4 reasons why glossary creation before translation is so important
We’ve mentioned the use of glossaries in previous blog posts, but we thought it would be worth really going into why they’re so important. Glossaries play a huge part in making sure a translation is accurate and that specific terms are not only correct, but also translated and handled in exactly the way you need them to be. In translation industry jargon, they tend to be called a Terminology Base (or a TB), but it’s exactly the same thing.
The first reason glossary creation is so important is accuracy. Everyone wants their translations to be 100% accurate. If you work with your language service provider to develop a glossary of industry- and company-specific terms, the translation team is fully equipped to choose the correct term in the target language. Language is very flexible and everyone has different ways to refer to the same thing. This is a chance to give translators essential information about what a term means. For example, a ship builder may have their own specific names for elements of their process. Giving translators the best possible insight into what these mean and how they are being used is obviously extremely worthwhile.
Glossary creation will also help the translator convey the correct tone for your brand. A good example would be a toy manufacturer. All of their products would have their own brand-specific names. Names may already exist in overseas markets for the toys, and the client and language agency should work together to decide on how best to handle the product names for each target market. The more reference materials, explanations and information given to the translator, the better. Translators will study any materials provided and implement them to create a high-quality translation written in the tone of your brand.
Consistency will also improve if a glossary is created prior to translation. A list of key terms, along with their definitions, will help ensure that the correct terms are consistently used throughout the text. In the case of a technical translation, it would be unacceptable for a word to be translated differently each time. A good example might be a user manual for a product, referring to a “screen”. In English, this could be called a display, a visual display unit or a whole range of other terms. Similarly, in other languages there are a range of choices available and a glossary will make sure that the correct choice is made, and that the same term is consistently used throughout all translated materials.
How to create a glossary
A glossary is created in collaboration with your translation provider or sometimes created by a client themselves.

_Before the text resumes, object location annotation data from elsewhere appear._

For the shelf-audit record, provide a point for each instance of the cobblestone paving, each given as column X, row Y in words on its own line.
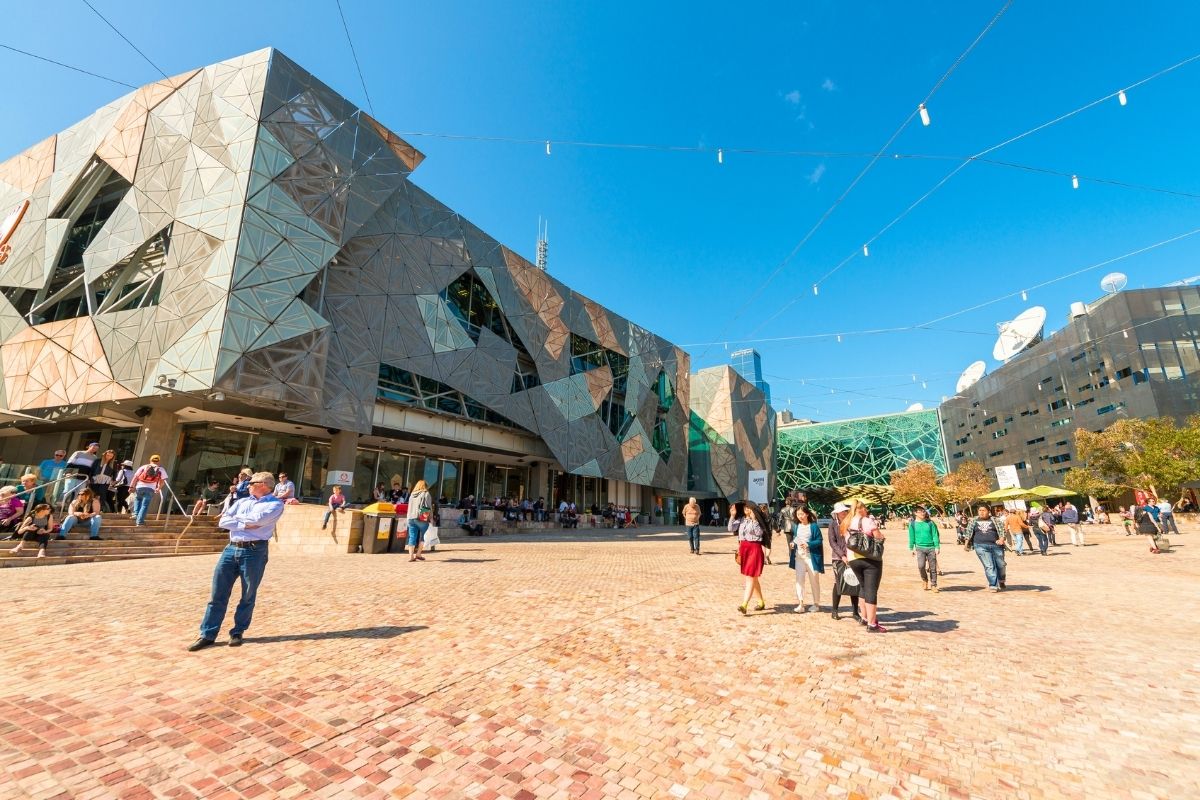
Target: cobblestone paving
column 597, row 665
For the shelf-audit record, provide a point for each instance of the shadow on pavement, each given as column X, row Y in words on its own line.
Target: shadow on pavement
column 378, row 632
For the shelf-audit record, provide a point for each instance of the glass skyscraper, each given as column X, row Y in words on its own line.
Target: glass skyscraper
column 748, row 364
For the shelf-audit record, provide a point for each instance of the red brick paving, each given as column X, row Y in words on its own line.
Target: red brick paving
column 600, row 667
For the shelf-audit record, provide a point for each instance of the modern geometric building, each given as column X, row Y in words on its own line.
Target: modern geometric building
column 865, row 450
column 748, row 364
column 234, row 266
column 1132, row 354
column 731, row 433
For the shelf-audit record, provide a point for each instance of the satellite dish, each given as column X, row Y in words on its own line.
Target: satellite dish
column 1019, row 334
column 1114, row 282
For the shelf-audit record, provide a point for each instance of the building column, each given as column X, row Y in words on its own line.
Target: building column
column 161, row 433
column 343, row 452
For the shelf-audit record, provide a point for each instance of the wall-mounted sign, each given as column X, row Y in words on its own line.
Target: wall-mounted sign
column 757, row 486
column 339, row 477
column 9, row 227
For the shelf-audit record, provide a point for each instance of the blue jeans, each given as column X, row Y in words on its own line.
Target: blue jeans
column 246, row 564
column 142, row 504
column 993, row 559
column 417, row 531
column 70, row 522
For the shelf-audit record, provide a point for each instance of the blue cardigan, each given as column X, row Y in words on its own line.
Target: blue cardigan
column 816, row 547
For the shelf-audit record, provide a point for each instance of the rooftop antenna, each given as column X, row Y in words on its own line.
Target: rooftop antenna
column 543, row 242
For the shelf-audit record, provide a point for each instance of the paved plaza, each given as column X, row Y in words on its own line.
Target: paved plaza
column 605, row 665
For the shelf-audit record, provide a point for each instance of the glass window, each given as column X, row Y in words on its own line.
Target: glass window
column 365, row 462
column 393, row 469
column 209, row 452
column 449, row 483
column 312, row 480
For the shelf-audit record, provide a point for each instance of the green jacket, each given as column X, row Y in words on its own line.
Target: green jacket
column 923, row 534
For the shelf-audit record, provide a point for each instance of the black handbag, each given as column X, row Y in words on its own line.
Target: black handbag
column 865, row 546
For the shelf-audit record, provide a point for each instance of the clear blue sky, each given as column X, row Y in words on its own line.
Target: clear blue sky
column 676, row 241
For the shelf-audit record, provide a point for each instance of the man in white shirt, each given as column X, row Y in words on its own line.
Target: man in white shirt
column 251, row 523
column 285, row 489
column 1167, row 517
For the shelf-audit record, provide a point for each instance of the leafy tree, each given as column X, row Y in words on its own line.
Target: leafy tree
column 967, row 482
column 1087, row 482
column 917, row 483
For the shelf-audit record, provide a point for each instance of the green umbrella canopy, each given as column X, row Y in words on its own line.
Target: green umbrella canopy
column 1014, row 493
column 1049, row 492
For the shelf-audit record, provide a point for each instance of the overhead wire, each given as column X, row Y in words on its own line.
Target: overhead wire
column 928, row 325
column 66, row 66
column 127, row 41
column 964, row 164
column 355, row 54
column 864, row 172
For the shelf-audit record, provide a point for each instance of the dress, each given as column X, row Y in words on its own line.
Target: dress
column 749, row 545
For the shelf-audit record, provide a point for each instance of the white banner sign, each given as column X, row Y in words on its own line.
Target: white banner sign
column 757, row 486
column 339, row 477
column 1007, row 477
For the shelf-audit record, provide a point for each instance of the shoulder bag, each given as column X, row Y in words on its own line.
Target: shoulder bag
column 865, row 546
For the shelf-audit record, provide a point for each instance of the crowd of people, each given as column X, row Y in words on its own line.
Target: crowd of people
column 856, row 541
column 81, row 487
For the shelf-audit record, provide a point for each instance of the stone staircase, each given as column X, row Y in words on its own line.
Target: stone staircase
column 123, row 540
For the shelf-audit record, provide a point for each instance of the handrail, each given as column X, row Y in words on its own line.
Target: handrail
column 191, row 518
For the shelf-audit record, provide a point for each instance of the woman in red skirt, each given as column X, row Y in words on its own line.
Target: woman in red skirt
column 748, row 523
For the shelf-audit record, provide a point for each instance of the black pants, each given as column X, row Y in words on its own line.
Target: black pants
column 106, row 497
column 837, row 585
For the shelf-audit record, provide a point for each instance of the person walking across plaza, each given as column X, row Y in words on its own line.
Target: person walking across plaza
column 808, row 558
column 840, row 555
column 1167, row 517
column 1071, row 518
column 251, row 524
column 420, row 512
column 1019, row 530
column 925, row 543
column 691, row 515
column 861, row 525
column 1039, row 527
column 748, row 523
column 987, row 539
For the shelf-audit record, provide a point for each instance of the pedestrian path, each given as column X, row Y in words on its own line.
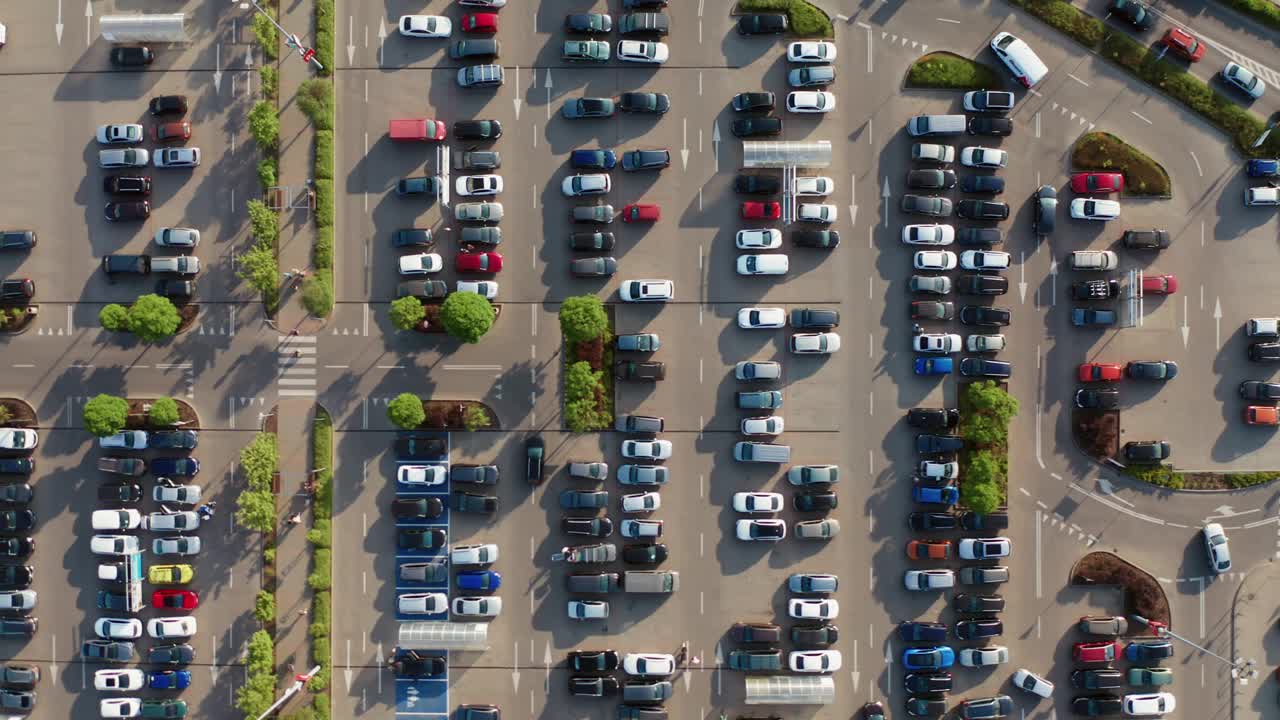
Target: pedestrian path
column 296, row 376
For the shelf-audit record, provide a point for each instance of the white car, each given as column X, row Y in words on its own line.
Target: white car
column 984, row 260
column 592, row 183
column 762, row 264
column 814, row 343
column 484, row 554
column 425, row 26
column 421, row 474
column 813, row 609
column 1087, row 209
column 117, row 519
column 118, row 628
column 641, row 502
column 935, row 260
column 810, row 101
column 767, row 425
column 647, row 449
column 478, row 186
column 476, row 606
column 423, row 604
column 485, row 288
column 762, row 318
column 977, row 156
column 647, row 291
column 816, row 213
column 119, row 680
column 126, row 133
column 937, row 342
column 816, row 186
column 768, row 238
column 177, row 158
column 643, row 51
column 114, row 545
column 127, row 440
column 808, row 51
column 648, row 664
column 588, row 610
column 758, row 501
column 168, row 628
column 1148, row 703
column 1251, row 83
column 814, row 660
column 933, row 233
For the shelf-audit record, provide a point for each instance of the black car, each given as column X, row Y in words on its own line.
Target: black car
column 982, row 285
column 1101, row 399
column 823, row 240
column 763, row 23
column 983, row 315
column 589, row 23
column 995, row 185
column 923, row 522
column 127, row 185
column 412, row 237
column 416, row 507
column 472, row 502
column 132, row 57
column 168, row 105
column 753, row 103
column 593, row 660
column 645, row 554
column 476, row 130
column 991, row 126
column 647, row 103
column 755, row 127
column 757, row 185
column 979, row 237
column 982, row 210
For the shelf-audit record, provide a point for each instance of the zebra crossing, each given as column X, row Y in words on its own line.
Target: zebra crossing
column 296, row 372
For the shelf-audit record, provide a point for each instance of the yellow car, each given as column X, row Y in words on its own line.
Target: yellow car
column 170, row 574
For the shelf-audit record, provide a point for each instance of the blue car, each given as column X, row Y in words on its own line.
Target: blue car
column 1264, row 168
column 169, row 679
column 933, row 365
column 479, row 580
column 593, row 159
column 936, row 657
column 945, row 495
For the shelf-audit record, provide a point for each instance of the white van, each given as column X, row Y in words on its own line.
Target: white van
column 1019, row 58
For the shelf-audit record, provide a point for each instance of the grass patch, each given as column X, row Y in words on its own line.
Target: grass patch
column 951, row 71
column 1105, row 151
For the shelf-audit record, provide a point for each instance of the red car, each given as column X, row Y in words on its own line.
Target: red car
column 1183, row 44
column 1104, row 651
column 641, row 213
column 176, row 600
column 480, row 22
column 1100, row 372
column 758, row 210
column 1097, row 182
column 1159, row 285
column 478, row 261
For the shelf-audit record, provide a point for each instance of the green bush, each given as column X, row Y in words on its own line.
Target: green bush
column 163, row 413
column 406, row 411
column 105, row 414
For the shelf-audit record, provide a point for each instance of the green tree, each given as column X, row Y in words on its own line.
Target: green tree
column 164, row 413
column 154, row 318
column 406, row 410
column 583, row 318
column 466, row 315
column 407, row 313
column 105, row 414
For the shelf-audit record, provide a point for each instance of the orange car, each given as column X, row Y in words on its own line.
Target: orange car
column 928, row 550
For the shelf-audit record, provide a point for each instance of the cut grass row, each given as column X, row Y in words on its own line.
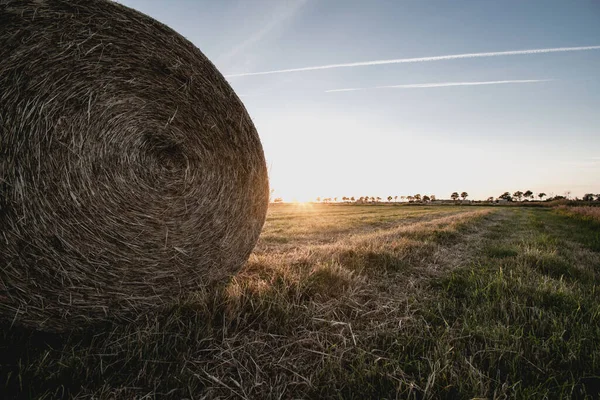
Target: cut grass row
column 486, row 303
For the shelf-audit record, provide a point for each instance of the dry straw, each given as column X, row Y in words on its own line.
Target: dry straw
column 130, row 172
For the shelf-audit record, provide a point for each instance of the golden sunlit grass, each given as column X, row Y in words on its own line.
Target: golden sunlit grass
column 592, row 213
column 346, row 301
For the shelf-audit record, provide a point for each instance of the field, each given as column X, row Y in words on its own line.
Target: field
column 348, row 301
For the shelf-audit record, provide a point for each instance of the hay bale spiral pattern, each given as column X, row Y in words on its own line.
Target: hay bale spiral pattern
column 130, row 172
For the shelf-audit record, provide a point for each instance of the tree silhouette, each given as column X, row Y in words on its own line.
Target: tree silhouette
column 518, row 194
column 505, row 196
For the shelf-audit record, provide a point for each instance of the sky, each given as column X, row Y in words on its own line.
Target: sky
column 498, row 117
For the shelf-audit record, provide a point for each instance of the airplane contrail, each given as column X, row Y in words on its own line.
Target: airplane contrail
column 420, row 59
column 441, row 84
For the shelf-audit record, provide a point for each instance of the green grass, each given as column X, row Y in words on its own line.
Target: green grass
column 356, row 302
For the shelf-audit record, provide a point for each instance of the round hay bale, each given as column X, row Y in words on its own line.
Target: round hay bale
column 130, row 172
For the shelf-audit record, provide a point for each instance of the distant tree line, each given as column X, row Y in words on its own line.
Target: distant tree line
column 517, row 196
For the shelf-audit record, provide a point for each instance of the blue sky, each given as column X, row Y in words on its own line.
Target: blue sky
column 484, row 139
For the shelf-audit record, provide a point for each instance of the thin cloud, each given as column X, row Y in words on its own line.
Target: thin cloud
column 282, row 15
column 442, row 84
column 420, row 59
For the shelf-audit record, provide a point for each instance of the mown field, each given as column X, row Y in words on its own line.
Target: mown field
column 355, row 302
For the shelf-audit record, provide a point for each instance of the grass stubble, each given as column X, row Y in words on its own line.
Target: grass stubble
column 356, row 302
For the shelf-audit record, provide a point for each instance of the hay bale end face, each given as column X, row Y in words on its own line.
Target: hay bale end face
column 130, row 172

The point of a glossary is to improve the quality of the translation, so the selection of words to be put in it needs to be handled with care. A glossary list is based on the rule of ‘rubbish-in’ and ‘rubbish-out’. A glossary should be followed as gospel, so if the terms that go into the glossary are wrong or not fully considered, it will actually degrade the translation quality. We recommend that you only add specific, technical terms and other types of words you really wish to be translated in a specific way. There’s really no need to add basic or commonly used terms.
Physically creating the glossary is pretty straightforward. The process may differ slightly between different translation providers, but at a basic level, the files is simply a bilingual excel file, or within your translator’s Term Base. The safest way to start is by asking your translation company. They should be able to analyse your files, extract terms that may require clarification and get everything set up for you.
Think about your SEO too
The items on this can help your SEO massively. It should be easy for your language provider to run an SEO audit of the terms and give you not only the terms that are the most linguistically perfect, but also the terms that are being searched and that will get traffic and results, if that’s an objective for your business.